There was the Golden Age of early Blogger & Forums; then the Silver Age of Blogger/WordPress and Google+; and finally, the Bronze Age of, well, whatever was left. And then there’s now, the Iron Age, with the Wastelands of Discord and the Fall of Twitter. So… meh.
The above quote from James Mishler caught my attention, dovetailing with my recent Other Hands and Other Minds Fanzines.
Back when I was getting my undergraduate degree, in the waning days of the original Tactical Rules Studies (TSR 📖), they were doing everything in their power to control the places where folks could access digital Dungeons and Dragons (D&D 📖) content. I remember heading down to the campus computer lab at odd hours and attempting to get into the one site that was permitted to house D&D content; text-based fan-created content.
Perhaps that behavior came from the stinging defeat the courts handed them in regards to copyright, namely that you can’t copyright rules but you can copyright the words you use to describe the rules. Fitting given Wizards of the Coast (WotC 📖)’s current telegraphed effort to iterate on the Open Game License (OGL 📖).
But I digress.
Having long read James Mishler’s blog, I’ll take an informed guess that the ages he describes refers to online gathering places for folks playing, creating, and discussing “Old School” games. A place where a small group, relative to the general population, gathered.
And as each new thing emerged, there would be a bifurcation. Some staying on the old, some splitting attention to both, some to the new, and some dropping away completely.
Moving from one platform to another, especially one “owned” by someone, is precarious. Companies collapse or choose a different direction leaving those platforms once the effort of extracting value exceeds the value of that which they extract.
During those migrations two standards have remained, although efforts continue to asphyxiate them:
Email is under siege because of the behemoths controlling the protocol; try running your own email server these days. I’ve chosen to pay Fastmail to run email for my domain.
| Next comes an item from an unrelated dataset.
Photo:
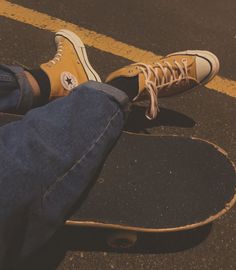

And the syndication formats face headwinds from those who make money on content “curation” (advertising). Most folks want their “news feed” and “email” accessible on all their devices and don’t want to expend the effort to manage a service that provides that feature.
Those “cloud” services that make things accessible can structure and control what you see and the order. Yes, they leverage the protocol, but they apply their business model on top of that protocol to extract value from the service they provide you.
Again I digress.
The Wastelands are brought about, in part, by ongoing efforts to constructed walled digital ecosystems. To copyright and patent folks into a corner. To flood the “system” with alternatives to open protocols; or to embrace, extend, then extinguish those protocols.
I’m curious in this Wasteland and Fall era how mailing lists, news feeds, and things like ActivityPub can emerge from the ruins.
Shaking the fetters of these dependencies requires awareness of the situation. Something that I would say is collectively emerging amongst a growing percentage of folks.
It also takes awareness and introspection of the purpose of these things. We have an abundance of entertainment options; are these aforementioned channels all entertainment? Or is there something more?
I write and read to better understand myself and to connect with others. Yes, I seek entertainment and diversion as well, but usually with the intention of gleaning something.
The Wastelands and Fall are brought about by an overall systemic goal of isolation. To look at the energy it takes to find your community, thrive in that community, and then with a deprecation notice and sun-setting, lose the “ground” in which the community gathered.
And to James, I have long loved your blog and love of “Old School” gaming with family and friends. I wish you a restful sabbatical from blogging and game publishing. You’re in my Outline Processor Markup Language (OPML 📖) document, so I’ll see you in my RSS feed reader when you return. Cheers and may your dice rolls bring fantastic stories to you and yours!